Les organisations du personnel, «tétanisées» par le scénario catastrophe que prédit le Conseil d’Etat, renoncent ainsi à défendre les conditions de retraite de la fonction publique.
Le Cartel fait donc campagne pour faire passer ce projet de loi, ce qui permet au député PLR Pierre Weiss de brandir triomphalement un tract du Cartel lors de l’assemblée de son parti. Qui est berné dans cette affaire, au moment même où la droite s’attaque de manière très agressive au budget de la fonction publique et aux conditions de travail du personnel?

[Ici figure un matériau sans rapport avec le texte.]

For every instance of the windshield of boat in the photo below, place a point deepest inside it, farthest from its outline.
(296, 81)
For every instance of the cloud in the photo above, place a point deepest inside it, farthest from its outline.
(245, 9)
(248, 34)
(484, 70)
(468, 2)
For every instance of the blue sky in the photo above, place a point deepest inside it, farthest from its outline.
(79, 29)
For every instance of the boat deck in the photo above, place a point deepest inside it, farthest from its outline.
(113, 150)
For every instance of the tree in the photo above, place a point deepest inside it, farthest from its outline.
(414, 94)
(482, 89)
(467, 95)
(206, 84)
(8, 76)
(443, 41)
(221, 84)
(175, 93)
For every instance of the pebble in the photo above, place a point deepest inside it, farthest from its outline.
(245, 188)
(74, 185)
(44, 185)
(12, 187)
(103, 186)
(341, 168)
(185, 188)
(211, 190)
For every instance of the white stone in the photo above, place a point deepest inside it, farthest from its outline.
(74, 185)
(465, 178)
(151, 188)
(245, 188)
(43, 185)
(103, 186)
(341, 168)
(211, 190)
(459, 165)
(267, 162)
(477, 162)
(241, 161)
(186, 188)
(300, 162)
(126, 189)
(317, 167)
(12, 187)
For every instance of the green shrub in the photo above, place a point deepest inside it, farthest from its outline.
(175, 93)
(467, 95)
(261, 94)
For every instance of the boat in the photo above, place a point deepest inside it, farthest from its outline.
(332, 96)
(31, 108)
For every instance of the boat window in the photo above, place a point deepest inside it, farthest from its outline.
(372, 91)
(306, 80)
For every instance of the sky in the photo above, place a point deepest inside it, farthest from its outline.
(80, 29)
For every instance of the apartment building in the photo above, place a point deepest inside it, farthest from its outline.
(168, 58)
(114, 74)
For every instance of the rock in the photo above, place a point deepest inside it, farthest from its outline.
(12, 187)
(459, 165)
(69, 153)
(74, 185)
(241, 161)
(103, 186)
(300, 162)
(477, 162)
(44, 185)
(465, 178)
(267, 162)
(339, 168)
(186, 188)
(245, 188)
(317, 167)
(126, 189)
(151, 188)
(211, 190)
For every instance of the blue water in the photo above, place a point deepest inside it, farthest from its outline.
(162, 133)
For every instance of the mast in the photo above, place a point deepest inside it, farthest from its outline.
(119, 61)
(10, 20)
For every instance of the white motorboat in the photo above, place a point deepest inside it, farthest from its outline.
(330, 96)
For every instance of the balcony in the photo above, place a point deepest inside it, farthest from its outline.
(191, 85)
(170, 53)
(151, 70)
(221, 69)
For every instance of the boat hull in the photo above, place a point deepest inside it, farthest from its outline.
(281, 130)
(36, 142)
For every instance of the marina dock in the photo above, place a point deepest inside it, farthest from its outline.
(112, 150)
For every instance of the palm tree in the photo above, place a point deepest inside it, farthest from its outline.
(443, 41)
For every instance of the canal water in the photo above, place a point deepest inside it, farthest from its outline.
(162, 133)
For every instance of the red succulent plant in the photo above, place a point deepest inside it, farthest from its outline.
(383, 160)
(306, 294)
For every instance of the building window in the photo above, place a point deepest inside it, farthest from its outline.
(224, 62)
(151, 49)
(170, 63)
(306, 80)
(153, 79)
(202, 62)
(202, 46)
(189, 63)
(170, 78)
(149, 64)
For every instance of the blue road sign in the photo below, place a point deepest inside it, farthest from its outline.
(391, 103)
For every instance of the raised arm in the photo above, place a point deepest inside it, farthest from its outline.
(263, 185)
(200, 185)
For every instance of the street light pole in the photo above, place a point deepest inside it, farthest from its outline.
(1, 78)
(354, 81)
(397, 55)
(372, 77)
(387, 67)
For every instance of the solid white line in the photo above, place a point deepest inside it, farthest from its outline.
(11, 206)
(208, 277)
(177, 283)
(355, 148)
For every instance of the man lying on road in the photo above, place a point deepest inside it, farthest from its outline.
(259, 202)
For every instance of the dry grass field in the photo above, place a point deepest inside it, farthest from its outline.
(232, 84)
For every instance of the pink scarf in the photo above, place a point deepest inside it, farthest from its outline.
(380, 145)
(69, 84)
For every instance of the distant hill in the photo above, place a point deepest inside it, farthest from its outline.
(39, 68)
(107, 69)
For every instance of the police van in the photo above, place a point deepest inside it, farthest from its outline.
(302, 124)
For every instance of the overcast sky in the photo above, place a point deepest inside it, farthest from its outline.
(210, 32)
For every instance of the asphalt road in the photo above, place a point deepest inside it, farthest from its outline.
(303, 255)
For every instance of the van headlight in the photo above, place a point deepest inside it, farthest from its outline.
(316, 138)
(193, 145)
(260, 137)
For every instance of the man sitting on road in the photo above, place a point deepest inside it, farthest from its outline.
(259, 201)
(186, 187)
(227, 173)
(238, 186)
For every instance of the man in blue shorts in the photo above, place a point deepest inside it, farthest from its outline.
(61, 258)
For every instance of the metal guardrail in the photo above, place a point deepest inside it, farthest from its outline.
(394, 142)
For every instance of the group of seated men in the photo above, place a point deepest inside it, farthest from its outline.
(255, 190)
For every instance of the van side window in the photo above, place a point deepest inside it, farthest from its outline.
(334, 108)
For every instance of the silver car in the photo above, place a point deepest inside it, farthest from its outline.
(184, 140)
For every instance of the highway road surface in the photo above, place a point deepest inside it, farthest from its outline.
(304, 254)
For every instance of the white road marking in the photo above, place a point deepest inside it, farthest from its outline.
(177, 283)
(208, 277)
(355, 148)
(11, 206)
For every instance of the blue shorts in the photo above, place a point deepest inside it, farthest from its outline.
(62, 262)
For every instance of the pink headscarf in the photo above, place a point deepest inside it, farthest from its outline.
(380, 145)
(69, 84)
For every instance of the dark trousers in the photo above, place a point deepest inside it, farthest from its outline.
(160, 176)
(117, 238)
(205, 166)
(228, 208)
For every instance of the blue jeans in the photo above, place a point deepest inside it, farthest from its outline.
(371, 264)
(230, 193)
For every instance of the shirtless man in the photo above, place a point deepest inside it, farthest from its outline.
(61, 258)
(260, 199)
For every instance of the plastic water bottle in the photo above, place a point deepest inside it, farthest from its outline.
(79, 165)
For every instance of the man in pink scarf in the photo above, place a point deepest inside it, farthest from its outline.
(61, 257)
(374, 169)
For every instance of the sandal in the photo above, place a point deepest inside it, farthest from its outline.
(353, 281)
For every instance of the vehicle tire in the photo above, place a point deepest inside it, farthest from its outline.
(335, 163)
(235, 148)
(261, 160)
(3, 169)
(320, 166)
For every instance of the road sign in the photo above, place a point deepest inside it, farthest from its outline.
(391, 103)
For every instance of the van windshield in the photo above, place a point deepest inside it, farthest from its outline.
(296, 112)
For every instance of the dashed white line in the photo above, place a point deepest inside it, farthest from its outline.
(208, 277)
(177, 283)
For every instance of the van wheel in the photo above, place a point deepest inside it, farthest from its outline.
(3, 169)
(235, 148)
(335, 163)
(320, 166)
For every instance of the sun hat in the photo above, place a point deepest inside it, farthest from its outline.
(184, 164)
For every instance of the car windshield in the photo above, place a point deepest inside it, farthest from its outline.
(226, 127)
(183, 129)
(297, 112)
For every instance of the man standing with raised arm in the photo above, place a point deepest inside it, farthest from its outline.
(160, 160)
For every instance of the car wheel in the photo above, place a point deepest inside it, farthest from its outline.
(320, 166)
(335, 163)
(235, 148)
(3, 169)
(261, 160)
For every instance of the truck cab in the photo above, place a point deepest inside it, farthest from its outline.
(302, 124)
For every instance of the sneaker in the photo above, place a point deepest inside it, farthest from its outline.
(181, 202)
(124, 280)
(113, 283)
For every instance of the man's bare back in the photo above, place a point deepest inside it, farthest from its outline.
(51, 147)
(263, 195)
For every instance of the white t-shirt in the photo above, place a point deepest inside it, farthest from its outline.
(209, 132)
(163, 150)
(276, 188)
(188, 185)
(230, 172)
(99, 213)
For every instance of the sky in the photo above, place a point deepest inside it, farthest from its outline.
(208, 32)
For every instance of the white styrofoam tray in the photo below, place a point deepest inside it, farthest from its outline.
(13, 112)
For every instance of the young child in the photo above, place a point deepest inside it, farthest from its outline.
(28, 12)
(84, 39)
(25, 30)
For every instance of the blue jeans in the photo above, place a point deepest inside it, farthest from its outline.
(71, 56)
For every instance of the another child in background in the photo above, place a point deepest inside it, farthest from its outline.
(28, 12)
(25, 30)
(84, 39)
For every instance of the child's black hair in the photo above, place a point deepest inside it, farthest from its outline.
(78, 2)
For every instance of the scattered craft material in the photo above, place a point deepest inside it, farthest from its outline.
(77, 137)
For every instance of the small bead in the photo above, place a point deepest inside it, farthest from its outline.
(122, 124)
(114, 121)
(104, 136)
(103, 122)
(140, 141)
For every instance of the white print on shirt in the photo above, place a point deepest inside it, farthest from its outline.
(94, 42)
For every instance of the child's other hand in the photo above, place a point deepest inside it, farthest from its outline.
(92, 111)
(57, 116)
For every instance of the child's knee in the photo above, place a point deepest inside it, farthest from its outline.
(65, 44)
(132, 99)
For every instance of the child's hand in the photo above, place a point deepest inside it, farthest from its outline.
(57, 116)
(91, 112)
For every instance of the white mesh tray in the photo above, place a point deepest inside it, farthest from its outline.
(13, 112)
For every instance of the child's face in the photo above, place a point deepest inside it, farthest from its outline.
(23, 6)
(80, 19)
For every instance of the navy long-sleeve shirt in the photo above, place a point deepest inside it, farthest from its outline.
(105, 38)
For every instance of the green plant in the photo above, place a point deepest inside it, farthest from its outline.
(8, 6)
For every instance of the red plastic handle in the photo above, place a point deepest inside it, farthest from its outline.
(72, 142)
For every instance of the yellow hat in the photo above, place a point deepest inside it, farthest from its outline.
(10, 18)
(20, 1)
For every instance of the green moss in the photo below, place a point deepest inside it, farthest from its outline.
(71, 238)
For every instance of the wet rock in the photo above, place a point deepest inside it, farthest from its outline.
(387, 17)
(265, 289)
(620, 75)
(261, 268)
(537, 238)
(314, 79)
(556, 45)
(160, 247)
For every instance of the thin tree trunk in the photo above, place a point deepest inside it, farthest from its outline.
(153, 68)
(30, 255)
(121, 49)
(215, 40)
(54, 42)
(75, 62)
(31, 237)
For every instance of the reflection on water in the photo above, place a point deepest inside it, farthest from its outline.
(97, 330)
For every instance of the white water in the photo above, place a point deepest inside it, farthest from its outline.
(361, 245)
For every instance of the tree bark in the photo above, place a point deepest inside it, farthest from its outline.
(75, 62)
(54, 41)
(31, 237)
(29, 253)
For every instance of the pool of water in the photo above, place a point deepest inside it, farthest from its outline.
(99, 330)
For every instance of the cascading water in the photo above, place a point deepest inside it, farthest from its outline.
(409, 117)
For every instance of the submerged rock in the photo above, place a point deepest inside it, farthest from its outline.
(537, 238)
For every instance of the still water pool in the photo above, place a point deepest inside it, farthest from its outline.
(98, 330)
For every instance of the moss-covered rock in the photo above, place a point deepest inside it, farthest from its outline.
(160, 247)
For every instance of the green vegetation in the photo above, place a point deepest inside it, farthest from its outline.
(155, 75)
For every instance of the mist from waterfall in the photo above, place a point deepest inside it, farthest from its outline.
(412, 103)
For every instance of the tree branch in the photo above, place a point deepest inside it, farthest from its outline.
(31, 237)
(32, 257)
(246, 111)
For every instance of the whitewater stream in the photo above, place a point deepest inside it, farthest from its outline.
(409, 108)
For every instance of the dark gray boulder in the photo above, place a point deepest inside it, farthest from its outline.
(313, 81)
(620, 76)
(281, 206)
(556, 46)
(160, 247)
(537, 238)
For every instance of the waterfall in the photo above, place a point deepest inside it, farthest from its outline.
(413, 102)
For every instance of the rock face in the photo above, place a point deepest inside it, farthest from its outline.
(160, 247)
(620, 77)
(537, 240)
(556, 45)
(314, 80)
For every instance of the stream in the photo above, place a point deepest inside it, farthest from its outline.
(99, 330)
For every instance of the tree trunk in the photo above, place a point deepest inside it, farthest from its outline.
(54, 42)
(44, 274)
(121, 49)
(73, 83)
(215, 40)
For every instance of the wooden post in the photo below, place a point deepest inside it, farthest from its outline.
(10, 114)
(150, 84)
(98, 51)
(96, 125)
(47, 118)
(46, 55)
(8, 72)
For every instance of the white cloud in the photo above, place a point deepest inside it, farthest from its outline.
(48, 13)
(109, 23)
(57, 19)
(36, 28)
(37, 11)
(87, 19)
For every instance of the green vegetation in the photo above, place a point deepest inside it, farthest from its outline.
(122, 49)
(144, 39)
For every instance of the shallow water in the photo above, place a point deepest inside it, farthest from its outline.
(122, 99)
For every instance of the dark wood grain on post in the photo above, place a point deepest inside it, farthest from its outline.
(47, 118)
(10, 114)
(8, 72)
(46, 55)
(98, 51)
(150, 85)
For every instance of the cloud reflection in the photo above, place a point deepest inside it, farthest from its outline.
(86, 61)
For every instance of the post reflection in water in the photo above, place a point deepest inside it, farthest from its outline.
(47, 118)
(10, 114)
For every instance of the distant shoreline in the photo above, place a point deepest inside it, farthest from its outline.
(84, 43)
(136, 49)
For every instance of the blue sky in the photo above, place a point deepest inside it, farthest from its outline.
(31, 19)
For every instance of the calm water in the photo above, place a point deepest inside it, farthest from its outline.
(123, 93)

Cette loi n’offre en réalité aucune garantie pour les assurés. Non seulement la droite compte revenir à la charge dans un bref délai, en s’appuyant sur la loi fédérale, mais la situation peut évoluer très vite en raison des problèmes que pose aujourd’hui la crise capitaliste qui mine le système de prévoyance par capitalisation. Renforcer encore l’accumulation des capitaux alimente la spéculation et nous expose toujours plus aux crises financières et à la baisse du rendement des capitaux. Le conseiller d’Etat Hiler le sait bien, qui a été contraint de changer trois fois tous les paramètres à la baisse durant ces cinq dernières années. Nous sommes à la merci d’une nouvelle baisse du taux technique décrété par la Chambre des actuaires.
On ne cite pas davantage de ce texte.